In the episode I settled in to watch, Bob was painting a pair of purple mountains in the background with a river snaking its way in front. The water reflected the mountains in reverse and there were trees jutting up all along the riverbank. The serene scene, along with Bob’s mellow voice, made me nestle deeper into the sofa under a blanket.
I found out later that Bob enjoyed painting landscapes which included mountains because of the decades he had spent staring at snowy peaks. Though he was born in Florida, Bob spent 20 years in the Air Force most of which was served in Alaska. It’s comical to think of soft-spoken Bob Ross as a sergeant, barking orders to men in his division as they scrubbed the latrine and re-made their beds. He said that once he left the military, he never wanted to scream at people again.
Besides his afro and painting style, Bob Ross was known for his chatter during the episodes. One of his most famous quotes goes something like, “We don’t make mistakes.
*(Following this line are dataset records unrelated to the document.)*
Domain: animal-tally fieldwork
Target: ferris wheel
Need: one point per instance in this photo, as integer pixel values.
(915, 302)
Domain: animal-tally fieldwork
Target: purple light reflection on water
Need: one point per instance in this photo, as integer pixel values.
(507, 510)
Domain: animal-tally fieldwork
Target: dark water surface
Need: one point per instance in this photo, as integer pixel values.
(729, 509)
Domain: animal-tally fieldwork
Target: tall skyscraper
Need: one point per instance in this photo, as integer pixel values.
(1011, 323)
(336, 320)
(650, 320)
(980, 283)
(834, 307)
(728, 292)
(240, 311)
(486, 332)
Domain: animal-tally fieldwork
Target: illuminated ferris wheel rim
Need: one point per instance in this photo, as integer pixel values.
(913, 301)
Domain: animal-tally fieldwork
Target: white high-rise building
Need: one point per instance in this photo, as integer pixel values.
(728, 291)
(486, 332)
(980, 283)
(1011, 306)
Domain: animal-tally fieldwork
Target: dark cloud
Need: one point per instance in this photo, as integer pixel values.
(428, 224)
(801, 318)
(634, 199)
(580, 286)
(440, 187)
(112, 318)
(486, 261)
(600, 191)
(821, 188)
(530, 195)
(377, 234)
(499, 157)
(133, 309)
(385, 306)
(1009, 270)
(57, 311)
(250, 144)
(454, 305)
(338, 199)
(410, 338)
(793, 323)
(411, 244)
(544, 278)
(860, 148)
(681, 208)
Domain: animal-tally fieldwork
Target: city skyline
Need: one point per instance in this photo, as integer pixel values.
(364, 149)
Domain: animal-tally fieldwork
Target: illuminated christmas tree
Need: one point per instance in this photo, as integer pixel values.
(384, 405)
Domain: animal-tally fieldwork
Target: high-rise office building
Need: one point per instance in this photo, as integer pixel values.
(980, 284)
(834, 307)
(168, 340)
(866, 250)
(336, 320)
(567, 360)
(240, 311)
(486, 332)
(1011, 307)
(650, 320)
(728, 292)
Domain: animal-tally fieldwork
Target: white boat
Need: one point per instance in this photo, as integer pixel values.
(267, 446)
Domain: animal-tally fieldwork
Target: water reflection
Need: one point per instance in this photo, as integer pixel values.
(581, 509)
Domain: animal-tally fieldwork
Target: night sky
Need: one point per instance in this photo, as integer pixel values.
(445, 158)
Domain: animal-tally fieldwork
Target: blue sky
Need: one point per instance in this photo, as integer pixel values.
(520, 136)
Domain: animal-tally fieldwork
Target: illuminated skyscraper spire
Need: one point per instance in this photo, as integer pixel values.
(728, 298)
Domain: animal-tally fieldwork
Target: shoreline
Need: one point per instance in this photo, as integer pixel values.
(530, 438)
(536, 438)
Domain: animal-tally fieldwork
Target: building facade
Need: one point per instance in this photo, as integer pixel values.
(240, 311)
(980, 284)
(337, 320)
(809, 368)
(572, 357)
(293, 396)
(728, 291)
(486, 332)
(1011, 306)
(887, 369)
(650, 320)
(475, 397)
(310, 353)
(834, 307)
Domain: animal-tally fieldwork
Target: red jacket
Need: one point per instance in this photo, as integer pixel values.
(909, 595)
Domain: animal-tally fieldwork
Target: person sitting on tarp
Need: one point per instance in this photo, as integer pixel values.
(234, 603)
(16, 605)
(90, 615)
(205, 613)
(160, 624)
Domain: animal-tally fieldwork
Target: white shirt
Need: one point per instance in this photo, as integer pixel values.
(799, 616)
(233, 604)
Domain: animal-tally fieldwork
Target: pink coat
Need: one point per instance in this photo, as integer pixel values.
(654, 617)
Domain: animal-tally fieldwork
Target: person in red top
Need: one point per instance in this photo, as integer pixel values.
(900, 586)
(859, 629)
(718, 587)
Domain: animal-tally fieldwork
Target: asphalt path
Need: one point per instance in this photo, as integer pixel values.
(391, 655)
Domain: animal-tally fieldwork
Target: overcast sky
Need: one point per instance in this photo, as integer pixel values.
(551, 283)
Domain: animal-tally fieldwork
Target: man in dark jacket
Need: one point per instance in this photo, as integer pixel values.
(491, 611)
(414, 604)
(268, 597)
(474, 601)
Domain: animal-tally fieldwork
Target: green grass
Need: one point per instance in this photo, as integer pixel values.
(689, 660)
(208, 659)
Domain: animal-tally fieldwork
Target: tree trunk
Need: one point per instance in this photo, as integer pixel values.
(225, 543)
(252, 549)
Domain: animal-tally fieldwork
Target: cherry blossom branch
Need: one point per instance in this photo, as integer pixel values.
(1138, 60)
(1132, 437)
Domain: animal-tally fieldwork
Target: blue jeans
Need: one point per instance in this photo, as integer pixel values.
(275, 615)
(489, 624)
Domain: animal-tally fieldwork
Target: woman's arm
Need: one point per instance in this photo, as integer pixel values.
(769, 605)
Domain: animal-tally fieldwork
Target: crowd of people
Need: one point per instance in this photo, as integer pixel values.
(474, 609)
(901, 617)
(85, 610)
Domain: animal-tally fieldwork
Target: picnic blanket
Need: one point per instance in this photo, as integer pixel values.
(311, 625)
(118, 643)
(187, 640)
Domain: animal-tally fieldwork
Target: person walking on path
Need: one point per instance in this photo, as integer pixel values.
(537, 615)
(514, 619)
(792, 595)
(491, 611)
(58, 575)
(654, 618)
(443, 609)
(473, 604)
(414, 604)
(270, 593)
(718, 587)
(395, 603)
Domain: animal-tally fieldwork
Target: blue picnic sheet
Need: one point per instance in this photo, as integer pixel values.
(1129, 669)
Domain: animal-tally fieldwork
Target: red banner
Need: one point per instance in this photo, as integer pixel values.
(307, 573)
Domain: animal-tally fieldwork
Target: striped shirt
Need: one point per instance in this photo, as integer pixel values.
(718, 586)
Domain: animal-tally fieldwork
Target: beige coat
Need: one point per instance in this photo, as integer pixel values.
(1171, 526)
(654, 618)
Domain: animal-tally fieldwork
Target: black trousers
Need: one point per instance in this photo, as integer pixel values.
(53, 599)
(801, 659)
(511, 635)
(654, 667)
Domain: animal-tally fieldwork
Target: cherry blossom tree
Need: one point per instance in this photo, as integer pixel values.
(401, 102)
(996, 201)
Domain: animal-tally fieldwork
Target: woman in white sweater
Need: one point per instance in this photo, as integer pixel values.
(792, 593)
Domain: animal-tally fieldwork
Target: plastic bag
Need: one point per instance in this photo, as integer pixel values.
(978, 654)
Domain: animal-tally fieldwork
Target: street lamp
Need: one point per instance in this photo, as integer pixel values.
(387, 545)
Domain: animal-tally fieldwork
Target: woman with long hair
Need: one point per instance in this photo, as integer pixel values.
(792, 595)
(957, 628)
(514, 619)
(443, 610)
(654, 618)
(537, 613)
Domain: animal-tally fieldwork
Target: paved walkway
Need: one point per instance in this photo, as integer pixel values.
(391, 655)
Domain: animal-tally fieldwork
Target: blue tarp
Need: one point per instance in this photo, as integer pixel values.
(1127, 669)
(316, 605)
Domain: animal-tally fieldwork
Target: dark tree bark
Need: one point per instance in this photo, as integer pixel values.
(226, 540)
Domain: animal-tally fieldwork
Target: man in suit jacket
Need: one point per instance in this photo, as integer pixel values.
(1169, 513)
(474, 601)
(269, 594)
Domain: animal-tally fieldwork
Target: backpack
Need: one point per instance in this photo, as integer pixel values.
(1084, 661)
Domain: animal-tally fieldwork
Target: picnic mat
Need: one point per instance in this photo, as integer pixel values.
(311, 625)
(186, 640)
We just have happy accidents.” But there are other Bob Ross quotes I find even more profound:
“Go out on a limb—that’s where the fruit is.”
“You need the dark in order to show the light.”
“In nature, dead trees are just as normal as live trees.”
Critics might categorize his 30,000+ paintings as nothing more than “hotel art,” but you can’t deny his appeal. When he stepped up to a blank canvas and showed all of the possibilities available to someone with a palette of colors with exotic names like Prussian Blue, Sap Green, Cadmium Yellow, Midnight Black, Dark Sienna, and Van Dyke Brown, and then you watched him make quick crisscross motions which materialized into sky and long, slender lines which became tree branches, it’s hard not to be impressed. By the time the 30-minute episode was over, Bob had created something unique. He had taken a scene from his imagination with bits thrown in from memory, and then those of us watching from home could see on the screen what he had formally only seen inside his mind.
Speaking as someone who isn’t particularly gifted in the painting department, I connect to Bob Ross and his statements about creating art in a non-paintbrush-related way. I see the title of his television program as a call to change our outlook on life. I’m never going to be the host of The Joy of Painting, but, with the right attitude, I could be the star of my own show with names like The Joy of Emptying the Dishwasher or The Joy of Rolling the Trashcans Down the Driveway. I can and should find joy in what I do today and tomorrow and the next day. It’s like Bob said, “Isn’t it fantastic that you can change your mind and create all these happy things?”